# TouchPad: How to drive HID-compliant mouse?



## zoujiaqing (Feb 23, 2020)

I see my laptop touchpad is HID-compliant mouse!
The TouchPad can't to work.

How to setting it to work?


----------



## eternal_noob (Feb 23, 2020)

Hi,

have you seen this: https://wiki.freebsd.org/SynapticsTouchpad ?


----------



## aragats (Feb 23, 2020)

Nowadays more and more laptops come with I2C touchpads. If that's your case, you'll have to build and use this driver, since FreeBSD 12.1 doesn't support such devices.
It's straight forward, but you'll have to install FreeBSD sources.

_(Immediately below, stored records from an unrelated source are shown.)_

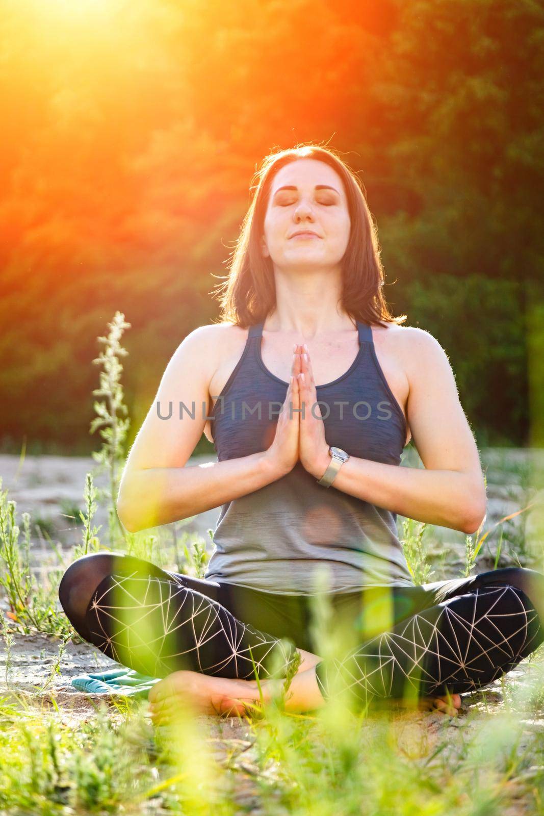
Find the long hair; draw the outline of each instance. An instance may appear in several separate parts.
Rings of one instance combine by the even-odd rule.
[[[272,261],[262,254],[261,237],[272,181],[281,167],[299,158],[329,165],[344,184],[352,226],[341,264],[343,308],[353,319],[369,324],[404,322],[407,316],[393,317],[383,297],[385,279],[378,233],[362,183],[334,149],[312,144],[269,153],[255,172],[250,188],[254,193],[228,274],[213,293],[221,304],[221,322],[245,329],[263,322],[276,308]]]

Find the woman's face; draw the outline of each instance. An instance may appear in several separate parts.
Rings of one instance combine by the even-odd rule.
[[[263,235],[263,255],[272,259],[275,268],[338,268],[350,228],[343,184],[331,166],[318,159],[301,158],[278,171],[272,182]],[[294,237],[300,230],[314,234]]]

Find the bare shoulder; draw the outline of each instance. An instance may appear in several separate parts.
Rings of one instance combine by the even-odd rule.
[[[174,357],[186,361],[188,357],[215,370],[225,355],[236,352],[247,338],[247,329],[233,323],[209,323],[190,331],[178,346]]]
[[[426,329],[395,326],[391,335],[395,351],[402,359],[410,381],[432,376],[437,370],[451,371],[449,358],[436,338]]]
[[[430,331],[414,326],[389,323],[373,326],[374,344],[394,359],[409,381],[432,374],[436,366],[449,368],[445,351]]]

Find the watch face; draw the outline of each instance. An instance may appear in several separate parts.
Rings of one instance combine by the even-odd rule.
[[[334,448],[331,446],[330,455],[338,456],[339,459],[343,459],[344,462],[349,459],[349,454],[347,454],[345,450],[342,450],[342,448]]]

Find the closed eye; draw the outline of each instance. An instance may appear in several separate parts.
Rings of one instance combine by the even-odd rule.
[[[290,206],[291,202],[288,202],[286,204],[280,203],[280,206]],[[322,204],[324,206],[334,206],[334,202],[318,202],[318,204]]]

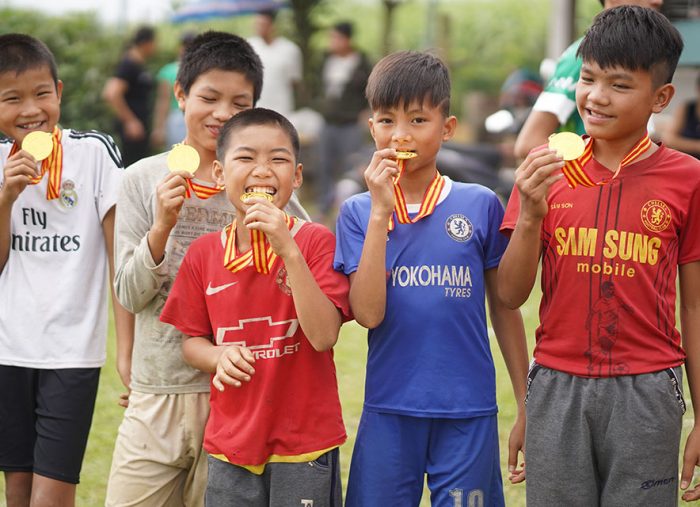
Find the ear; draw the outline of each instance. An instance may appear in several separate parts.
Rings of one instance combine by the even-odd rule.
[[[214,160],[211,166],[211,174],[214,177],[214,183],[220,187],[224,186],[224,166],[218,160]]]
[[[457,118],[448,116],[445,118],[445,123],[442,126],[442,140],[449,141],[452,139],[452,136],[455,135],[455,130],[457,130]]]
[[[651,112],[660,113],[666,109],[675,93],[676,88],[671,83],[666,83],[657,88],[654,92],[654,103],[652,104]]]
[[[185,90],[182,89],[182,86],[180,86],[180,83],[177,81],[175,81],[175,84],[173,85],[173,94],[177,99],[177,107],[180,108],[180,111],[184,111],[185,99],[187,98],[187,94],[185,93]]]
[[[56,96],[58,97],[58,103],[61,103],[61,95],[63,94],[63,81],[60,79],[56,81]]]
[[[292,179],[292,188],[294,190],[299,188],[304,182],[304,175],[302,174],[303,170],[304,166],[301,164],[297,164],[296,168],[294,169],[294,178]]]

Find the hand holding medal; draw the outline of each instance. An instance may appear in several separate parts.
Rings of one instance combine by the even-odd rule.
[[[41,131],[30,132],[22,141],[22,149],[34,157],[34,160],[41,162],[53,151],[51,134]]]
[[[185,171],[190,174],[199,168],[199,153],[186,144],[176,144],[168,153],[168,169],[170,172]]]

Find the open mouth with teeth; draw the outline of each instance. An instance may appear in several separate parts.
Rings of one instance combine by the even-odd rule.
[[[408,160],[409,158],[416,158],[418,153],[411,150],[396,150],[396,160]]]
[[[241,195],[241,201],[248,203],[251,199],[259,197],[272,202],[276,193],[277,190],[272,187],[246,187],[245,193]]]

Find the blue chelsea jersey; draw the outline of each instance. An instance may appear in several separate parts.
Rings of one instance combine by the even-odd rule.
[[[368,334],[366,410],[448,418],[497,411],[484,271],[507,244],[498,231],[503,206],[485,187],[445,180],[430,216],[389,233],[385,317]],[[366,192],[340,210],[334,267],[346,274],[360,262],[370,205]]]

However, it *may* not work with FreeBSD 12.1. In my case I switched to 13.0-CURRENT.


----------



## zoujiaqing (Feb 24, 2020)

freebsd_noob said:


> Hi,
> 
> have you seen this: https://wiki.freebsd.org/SynapticsTouchpad ?


Yes, but can't supported it.


----------



## zoujiaqing (Feb 24, 2020)

aragats said:


> Nowadays more and more laptops come with I2C touchpads. If that's your case, you'll have to build and use this driver, since FreeBSD 12.1 doesn't support such devices.
> It's straight forward, but you'll have to install FreeBSD sources. However, it *may* not work with FreeBSD 12.1. In my case I switched to 13.0-CURRENT.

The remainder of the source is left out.